Error Exponents for Block Markov Superposition
Encoding with Varying Decoding Latency
Glenn J. Bradford and J. Nicholas Laneman
Department of Electrical Engineering
University of Notre Dame, Notre Dame, Indiana 46556
Email: {gbradfor, jnl}@nd.edu
Abstract—Block Markov superposition encoding has been used
on a number of channels to enable transmitter cooperation,
including the decode-and-forward (DF) relaying scheme on the
full-duplex relay channel. We analyze the error performance of
DF with regular encoding and sliding window decoding as the
window size of the decoder is allowed to grow.

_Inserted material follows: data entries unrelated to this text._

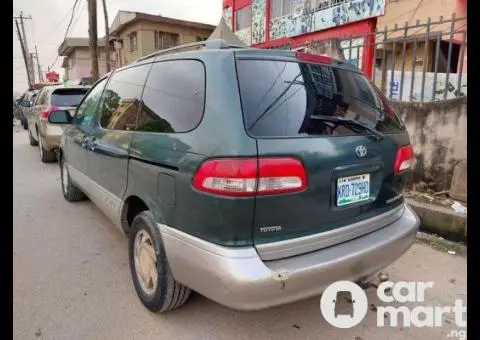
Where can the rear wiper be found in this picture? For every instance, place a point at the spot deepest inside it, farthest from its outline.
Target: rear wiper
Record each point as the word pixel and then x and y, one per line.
pixel 349 121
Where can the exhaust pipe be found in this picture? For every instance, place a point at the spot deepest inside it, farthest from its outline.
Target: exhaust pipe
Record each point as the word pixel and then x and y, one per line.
pixel 373 281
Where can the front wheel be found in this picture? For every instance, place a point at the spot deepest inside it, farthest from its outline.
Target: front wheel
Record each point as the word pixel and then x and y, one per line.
pixel 151 273
pixel 70 191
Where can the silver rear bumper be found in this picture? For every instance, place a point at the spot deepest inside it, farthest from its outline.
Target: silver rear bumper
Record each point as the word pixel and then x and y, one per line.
pixel 239 279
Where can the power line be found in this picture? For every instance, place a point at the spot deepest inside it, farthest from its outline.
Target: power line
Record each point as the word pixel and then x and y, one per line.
pixel 66 32
pixel 64 17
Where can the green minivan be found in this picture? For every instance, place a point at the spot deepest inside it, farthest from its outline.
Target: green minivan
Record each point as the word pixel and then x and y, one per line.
pixel 253 177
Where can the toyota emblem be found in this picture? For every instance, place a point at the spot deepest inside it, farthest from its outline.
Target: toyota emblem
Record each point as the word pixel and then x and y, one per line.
pixel 361 151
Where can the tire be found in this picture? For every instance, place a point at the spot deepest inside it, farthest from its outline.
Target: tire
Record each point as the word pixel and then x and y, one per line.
pixel 70 191
pixel 32 141
pixel 46 156
pixel 166 294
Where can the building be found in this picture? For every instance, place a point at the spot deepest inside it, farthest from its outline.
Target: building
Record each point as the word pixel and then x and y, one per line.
pixel 77 62
pixel 137 34
pixel 300 24
pixel 416 14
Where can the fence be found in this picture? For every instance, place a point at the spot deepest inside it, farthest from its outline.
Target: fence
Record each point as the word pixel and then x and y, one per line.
pixel 417 62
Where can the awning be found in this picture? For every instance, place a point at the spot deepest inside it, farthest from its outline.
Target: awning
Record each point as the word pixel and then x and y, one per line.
pixel 222 31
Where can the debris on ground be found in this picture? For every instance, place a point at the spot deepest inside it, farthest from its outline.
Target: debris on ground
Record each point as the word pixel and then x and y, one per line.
pixel 440 198
pixel 459 207
pixel 440 244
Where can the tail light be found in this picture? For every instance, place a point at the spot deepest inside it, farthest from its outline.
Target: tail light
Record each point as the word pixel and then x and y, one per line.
pixel 46 113
pixel 405 159
pixel 250 177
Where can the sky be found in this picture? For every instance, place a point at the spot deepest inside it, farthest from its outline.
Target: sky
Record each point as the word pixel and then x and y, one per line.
pixel 50 19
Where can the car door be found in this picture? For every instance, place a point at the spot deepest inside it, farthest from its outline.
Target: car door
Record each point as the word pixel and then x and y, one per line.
pixel 112 133
pixel 75 136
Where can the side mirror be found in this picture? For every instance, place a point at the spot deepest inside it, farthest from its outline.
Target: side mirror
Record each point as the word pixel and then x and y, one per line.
pixel 60 117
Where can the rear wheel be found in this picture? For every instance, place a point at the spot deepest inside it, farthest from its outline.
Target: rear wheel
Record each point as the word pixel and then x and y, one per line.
pixel 47 156
pixel 32 141
pixel 70 191
pixel 151 273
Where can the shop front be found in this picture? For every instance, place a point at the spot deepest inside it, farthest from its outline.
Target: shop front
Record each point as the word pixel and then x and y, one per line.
pixel 308 26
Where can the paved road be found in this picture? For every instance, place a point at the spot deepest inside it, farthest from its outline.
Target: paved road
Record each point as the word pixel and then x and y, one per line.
pixel 72 281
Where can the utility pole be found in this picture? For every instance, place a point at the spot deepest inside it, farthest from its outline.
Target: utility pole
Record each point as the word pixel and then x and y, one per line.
pixel 107 36
pixel 93 36
pixel 32 66
pixel 29 59
pixel 40 75
pixel 25 59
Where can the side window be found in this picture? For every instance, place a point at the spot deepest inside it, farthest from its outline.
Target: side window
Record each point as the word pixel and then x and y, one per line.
pixel 41 98
pixel 121 98
pixel 174 97
pixel 87 108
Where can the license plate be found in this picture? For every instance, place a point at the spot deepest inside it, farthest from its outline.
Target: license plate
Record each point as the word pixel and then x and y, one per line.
pixel 353 189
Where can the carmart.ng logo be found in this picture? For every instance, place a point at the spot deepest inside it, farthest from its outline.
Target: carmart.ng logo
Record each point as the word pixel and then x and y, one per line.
pixel 356 304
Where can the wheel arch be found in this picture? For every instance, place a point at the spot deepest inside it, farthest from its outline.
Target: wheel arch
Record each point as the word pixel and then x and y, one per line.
pixel 134 204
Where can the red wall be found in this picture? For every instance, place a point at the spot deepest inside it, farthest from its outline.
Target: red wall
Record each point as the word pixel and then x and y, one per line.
pixel 364 28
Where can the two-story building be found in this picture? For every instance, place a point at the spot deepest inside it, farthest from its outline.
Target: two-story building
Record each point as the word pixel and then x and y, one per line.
pixel 77 61
pixel 299 23
pixel 138 34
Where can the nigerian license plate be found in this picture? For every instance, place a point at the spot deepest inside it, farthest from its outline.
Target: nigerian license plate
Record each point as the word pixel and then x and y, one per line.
pixel 353 189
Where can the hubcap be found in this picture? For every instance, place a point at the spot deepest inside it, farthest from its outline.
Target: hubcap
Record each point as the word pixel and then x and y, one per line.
pixel 64 177
pixel 145 262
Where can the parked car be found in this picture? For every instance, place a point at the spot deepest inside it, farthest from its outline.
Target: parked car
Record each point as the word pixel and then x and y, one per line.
pixel 254 177
pixel 17 110
pixel 26 103
pixel 44 130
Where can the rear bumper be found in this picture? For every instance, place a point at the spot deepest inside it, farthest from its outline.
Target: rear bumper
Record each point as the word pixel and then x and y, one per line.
pixel 239 279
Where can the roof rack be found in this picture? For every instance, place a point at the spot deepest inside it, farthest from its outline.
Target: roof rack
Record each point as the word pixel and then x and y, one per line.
pixel 214 44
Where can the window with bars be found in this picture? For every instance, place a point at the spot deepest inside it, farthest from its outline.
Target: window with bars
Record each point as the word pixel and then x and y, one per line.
pixel 133 41
pixel 243 18
pixel 164 40
pixel 279 8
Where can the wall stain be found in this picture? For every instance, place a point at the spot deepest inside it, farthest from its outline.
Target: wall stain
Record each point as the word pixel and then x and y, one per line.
pixel 435 154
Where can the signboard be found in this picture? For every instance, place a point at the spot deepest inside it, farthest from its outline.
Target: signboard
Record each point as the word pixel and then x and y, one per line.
pixel 52 77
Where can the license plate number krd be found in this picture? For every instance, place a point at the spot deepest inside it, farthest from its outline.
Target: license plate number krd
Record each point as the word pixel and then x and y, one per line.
pixel 353 189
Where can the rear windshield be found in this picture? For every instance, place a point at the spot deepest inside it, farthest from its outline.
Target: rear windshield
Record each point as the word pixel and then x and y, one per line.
pixel 279 97
pixel 68 97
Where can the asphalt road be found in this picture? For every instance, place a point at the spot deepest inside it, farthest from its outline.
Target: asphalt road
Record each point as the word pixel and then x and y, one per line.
pixel 71 279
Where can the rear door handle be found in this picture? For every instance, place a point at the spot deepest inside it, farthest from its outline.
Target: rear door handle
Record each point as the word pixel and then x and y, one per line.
pixel 92 144
pixel 83 141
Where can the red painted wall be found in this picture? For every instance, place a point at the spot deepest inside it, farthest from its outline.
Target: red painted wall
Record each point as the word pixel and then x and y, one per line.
pixel 461 11
pixel 365 28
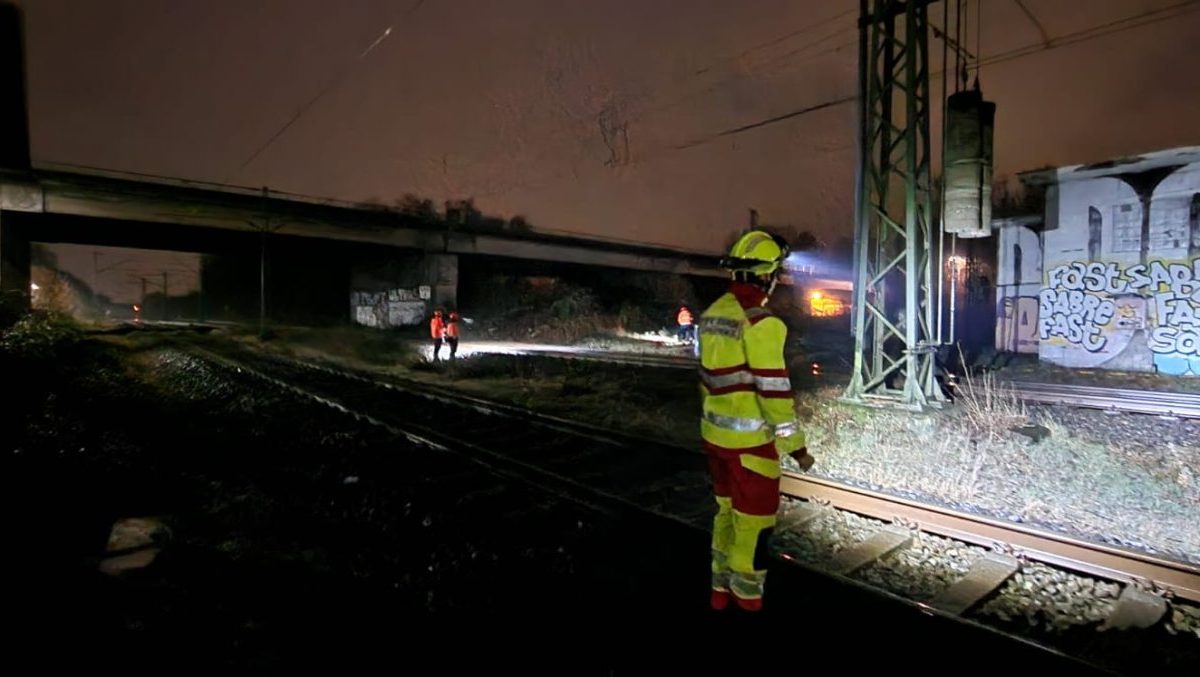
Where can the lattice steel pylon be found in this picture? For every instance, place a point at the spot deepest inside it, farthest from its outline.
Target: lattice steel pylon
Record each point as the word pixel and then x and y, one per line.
pixel 893 238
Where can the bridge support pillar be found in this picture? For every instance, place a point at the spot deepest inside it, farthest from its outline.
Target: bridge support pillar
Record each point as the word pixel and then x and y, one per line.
pixel 15 264
pixel 441 274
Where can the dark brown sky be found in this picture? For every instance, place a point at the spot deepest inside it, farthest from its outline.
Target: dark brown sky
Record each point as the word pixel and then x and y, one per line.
pixel 507 100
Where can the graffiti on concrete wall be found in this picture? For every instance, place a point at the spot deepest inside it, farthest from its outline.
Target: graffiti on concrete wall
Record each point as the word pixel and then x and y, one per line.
pixel 1092 305
pixel 394 307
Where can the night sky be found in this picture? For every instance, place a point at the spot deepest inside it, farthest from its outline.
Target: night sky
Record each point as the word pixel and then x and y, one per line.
pixel 565 112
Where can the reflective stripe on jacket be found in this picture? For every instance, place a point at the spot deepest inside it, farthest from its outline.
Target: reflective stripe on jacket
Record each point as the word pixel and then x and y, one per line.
pixel 747 391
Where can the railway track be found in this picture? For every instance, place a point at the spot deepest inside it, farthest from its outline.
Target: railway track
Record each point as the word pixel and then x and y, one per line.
pixel 1149 582
pixel 1180 405
pixel 609 468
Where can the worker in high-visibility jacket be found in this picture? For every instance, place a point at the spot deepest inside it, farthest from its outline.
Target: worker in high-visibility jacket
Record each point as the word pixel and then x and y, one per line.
pixel 453 334
pixel 748 419
pixel 437 331
pixel 687 324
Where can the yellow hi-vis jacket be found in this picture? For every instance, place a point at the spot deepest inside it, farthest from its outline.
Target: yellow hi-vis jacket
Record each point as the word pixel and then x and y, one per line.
pixel 747 391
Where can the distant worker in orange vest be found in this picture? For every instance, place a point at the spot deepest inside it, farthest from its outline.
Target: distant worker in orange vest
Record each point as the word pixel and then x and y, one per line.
pixel 687 324
pixel 453 333
pixel 437 331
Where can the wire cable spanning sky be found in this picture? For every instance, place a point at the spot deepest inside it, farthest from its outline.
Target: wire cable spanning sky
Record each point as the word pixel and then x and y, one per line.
pixel 622 119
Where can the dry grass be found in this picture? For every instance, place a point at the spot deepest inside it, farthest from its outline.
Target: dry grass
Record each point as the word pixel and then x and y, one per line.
pixel 971 456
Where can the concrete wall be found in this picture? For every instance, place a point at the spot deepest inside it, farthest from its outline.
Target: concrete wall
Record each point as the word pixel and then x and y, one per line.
pixel 1105 299
pixel 1018 283
pixel 403 289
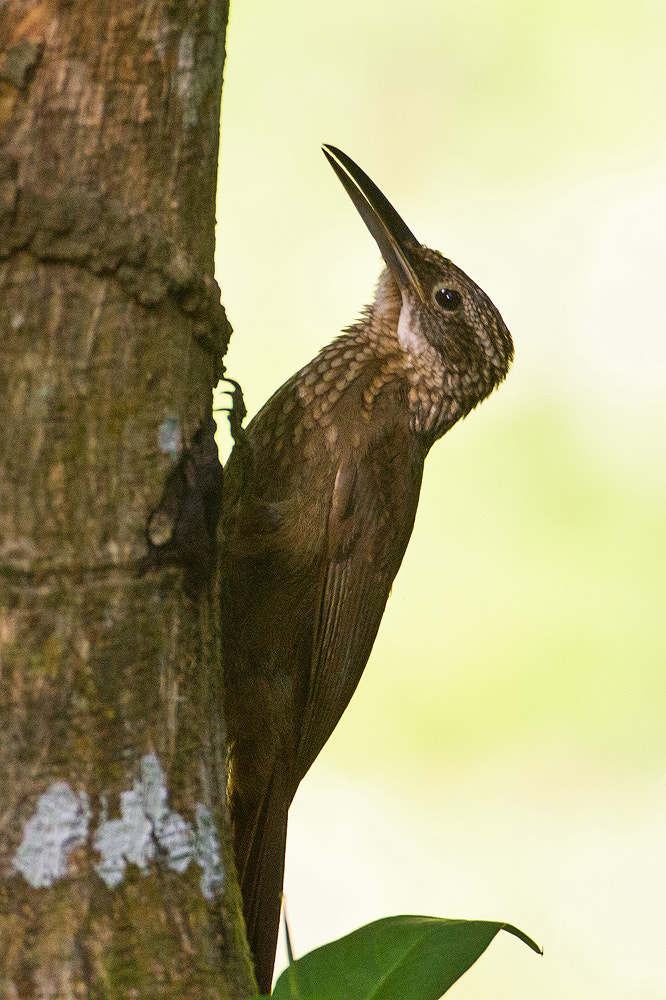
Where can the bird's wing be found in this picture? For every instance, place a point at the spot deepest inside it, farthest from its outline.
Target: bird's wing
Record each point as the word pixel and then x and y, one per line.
pixel 371 519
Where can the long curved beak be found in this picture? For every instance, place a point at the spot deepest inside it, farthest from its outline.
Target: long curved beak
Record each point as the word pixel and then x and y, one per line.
pixel 397 243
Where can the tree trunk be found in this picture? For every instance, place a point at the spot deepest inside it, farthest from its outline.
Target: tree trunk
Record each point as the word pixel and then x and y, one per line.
pixel 116 877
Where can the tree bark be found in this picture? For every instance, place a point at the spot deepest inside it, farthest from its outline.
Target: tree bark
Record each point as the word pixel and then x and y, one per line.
pixel 116 878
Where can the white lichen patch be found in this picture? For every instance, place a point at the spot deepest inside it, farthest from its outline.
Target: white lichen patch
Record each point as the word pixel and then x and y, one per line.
pixel 145 824
pixel 58 826
pixel 169 438
pixel 145 831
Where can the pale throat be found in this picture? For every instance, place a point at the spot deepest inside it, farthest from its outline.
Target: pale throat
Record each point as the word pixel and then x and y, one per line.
pixel 410 339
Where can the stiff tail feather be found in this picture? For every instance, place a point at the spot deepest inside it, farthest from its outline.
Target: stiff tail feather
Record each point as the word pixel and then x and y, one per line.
pixel 260 837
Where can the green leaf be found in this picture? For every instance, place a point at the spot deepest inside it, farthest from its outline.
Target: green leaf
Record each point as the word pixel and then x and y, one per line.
pixel 398 958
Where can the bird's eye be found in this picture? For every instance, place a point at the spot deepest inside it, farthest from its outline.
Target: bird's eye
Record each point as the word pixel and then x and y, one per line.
pixel 448 299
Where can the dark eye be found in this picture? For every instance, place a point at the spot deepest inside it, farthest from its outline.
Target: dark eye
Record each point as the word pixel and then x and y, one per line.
pixel 448 299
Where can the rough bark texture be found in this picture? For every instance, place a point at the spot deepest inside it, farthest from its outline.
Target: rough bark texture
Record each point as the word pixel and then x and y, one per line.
pixel 116 877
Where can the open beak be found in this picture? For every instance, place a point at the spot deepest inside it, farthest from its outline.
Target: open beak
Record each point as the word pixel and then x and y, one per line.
pixel 397 243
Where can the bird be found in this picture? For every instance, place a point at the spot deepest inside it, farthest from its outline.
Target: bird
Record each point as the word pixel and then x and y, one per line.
pixel 320 495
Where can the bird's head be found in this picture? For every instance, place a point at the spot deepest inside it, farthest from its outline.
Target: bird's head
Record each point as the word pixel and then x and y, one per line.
pixel 442 309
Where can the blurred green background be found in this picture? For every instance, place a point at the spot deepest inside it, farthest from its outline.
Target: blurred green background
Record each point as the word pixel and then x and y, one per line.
pixel 505 754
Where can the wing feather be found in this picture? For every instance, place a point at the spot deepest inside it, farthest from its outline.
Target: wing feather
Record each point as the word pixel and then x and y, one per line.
pixel 368 531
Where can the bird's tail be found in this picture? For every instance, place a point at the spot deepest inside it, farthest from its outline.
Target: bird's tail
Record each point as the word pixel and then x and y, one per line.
pixel 260 837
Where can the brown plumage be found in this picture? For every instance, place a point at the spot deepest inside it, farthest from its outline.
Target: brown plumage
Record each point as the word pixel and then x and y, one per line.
pixel 318 509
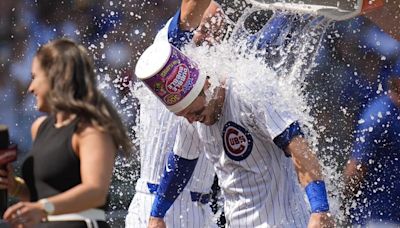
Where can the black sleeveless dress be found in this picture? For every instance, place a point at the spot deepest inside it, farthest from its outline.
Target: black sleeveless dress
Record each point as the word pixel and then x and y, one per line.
pixel 52 167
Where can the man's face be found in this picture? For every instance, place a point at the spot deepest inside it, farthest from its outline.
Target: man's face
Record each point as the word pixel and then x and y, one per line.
pixel 200 110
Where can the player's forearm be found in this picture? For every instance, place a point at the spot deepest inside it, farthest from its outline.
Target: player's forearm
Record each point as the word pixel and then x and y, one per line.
pixel 306 163
pixel 176 175
pixel 192 12
pixel 310 176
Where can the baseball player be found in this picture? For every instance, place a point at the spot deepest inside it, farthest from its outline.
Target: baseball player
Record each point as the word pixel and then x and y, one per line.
pixel 159 131
pixel 257 148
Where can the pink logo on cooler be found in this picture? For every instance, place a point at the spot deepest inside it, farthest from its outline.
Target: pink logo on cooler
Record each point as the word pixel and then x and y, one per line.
pixel 177 79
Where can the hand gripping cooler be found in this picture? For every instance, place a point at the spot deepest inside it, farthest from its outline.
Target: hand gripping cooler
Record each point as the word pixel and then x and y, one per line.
pixel 333 9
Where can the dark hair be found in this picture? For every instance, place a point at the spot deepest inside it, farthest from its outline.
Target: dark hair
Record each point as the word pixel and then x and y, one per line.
pixel 73 89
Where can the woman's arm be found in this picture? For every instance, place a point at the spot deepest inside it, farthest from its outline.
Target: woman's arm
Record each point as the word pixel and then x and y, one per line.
pixel 96 151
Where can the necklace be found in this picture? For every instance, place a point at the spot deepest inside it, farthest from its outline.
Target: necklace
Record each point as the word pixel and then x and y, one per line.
pixel 65 122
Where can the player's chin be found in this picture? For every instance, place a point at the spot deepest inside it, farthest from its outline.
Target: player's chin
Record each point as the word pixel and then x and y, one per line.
pixel 208 122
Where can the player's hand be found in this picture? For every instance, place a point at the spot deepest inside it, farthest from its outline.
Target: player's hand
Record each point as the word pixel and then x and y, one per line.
pixel 321 220
pixel 156 223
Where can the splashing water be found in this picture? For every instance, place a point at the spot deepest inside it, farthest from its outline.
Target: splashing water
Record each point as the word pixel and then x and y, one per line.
pixel 280 70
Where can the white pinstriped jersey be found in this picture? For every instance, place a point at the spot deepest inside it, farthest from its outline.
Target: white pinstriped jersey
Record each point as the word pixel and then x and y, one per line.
pixel 158 130
pixel 157 133
pixel 258 181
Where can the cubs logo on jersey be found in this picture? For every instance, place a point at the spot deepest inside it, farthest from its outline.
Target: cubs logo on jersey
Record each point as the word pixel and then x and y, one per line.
pixel 237 141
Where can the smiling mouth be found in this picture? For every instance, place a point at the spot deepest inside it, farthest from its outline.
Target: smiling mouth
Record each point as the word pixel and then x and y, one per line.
pixel 201 120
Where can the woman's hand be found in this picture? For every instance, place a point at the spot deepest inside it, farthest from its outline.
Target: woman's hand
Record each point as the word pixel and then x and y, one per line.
pixel 25 214
pixel 7 179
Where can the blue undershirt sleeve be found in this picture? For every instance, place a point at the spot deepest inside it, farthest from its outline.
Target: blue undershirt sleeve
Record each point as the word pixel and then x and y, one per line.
pixel 177 174
pixel 176 36
pixel 283 140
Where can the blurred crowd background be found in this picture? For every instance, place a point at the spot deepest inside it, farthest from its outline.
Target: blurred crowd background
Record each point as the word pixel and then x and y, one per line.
pixel 353 62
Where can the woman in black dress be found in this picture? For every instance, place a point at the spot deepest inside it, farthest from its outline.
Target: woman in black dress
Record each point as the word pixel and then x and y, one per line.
pixel 66 176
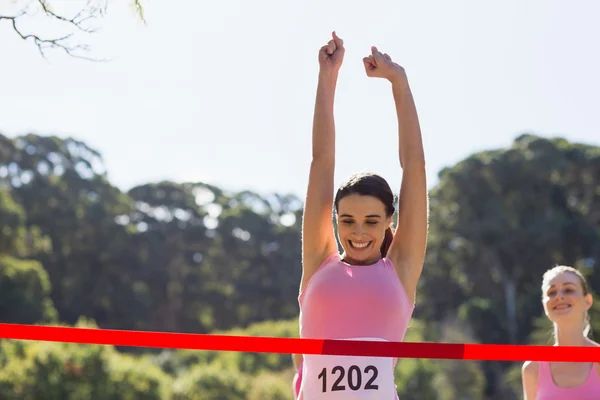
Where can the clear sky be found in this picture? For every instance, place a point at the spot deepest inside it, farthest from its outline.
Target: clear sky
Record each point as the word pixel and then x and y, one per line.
pixel 223 91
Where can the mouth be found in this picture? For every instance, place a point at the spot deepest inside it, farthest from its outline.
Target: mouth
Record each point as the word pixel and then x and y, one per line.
pixel 360 246
pixel 560 307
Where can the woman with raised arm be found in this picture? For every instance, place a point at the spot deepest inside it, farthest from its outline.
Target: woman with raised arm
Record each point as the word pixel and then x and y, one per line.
pixel 368 292
pixel 566 303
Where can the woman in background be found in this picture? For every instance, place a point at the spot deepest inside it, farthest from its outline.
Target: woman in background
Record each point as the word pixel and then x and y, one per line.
pixel 566 303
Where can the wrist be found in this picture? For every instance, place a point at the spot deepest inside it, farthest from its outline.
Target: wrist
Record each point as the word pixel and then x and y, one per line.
pixel 328 76
pixel 399 80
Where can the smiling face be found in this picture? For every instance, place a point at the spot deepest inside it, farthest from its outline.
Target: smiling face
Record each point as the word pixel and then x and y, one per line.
pixel 362 222
pixel 565 298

Specifically, we use
Gallager’s random coding exponent to analyze the behavior of
DF in the finite block length regime where the error probability
cannot be made arbitrarily small for a fixed rate and block length.
Although using a larger decoding window may not result in a
better achievable rate in the infinite block length regime, doing so
for finite block lengths enables a higher rate of transmission for
a given error probability. In particular, these rate enhancements
can lead to a larger range of operating scenarios in which relaying
can outperform direct transmission.
I. I NTRODUCTION
The fundamental analysis of a number of network communication problems relies on coding strategies that employ
block Markov superposition encoding, e.g., the full-duplex
relay channel [1] and the multiple-access channel (MAC) with
generalized feedback [2]. Such encoding allows nodes in a network to cooperatively send information, potentially enlarging
the rate region beyond that possible with independent transmissions. The available channel uses are divided into blocks, and
in each block new information is sent to the cooperating node
superimposed on information from the previous block, which
is being sent jointly to the destination. Several variations on
the approach exist (see [3] for a summary), of which we focus
on Carleial’s regular encoding and sliding window decoding
[2].
In regular encoding, codebooks for the new and old information in a given block of channel uses are the same size.
A sliding window decoder uses a window of L contiguous
blocks to decode a given chunk of information, the window
starting with the first block in which the information appears.
We use Gallager’s random coding exponent [4] to assess the
finite block length performance of decode-and-forward (DF)
using regular encoding/sliding window decoding on the relay
channel. In particular, we are interested in the behavior of the
decoding error probability as we vary the size of the sliding
window and thus the decoding delay for a given chunk of
information. Even though a window size of two is sufficient to
achieve the full rate of DF in the infinite block length regime,
we will see that allowing the window to be larger when the
block length is finite can result in superior probability of error
decay and a thus a better rate-reliability tradeoff.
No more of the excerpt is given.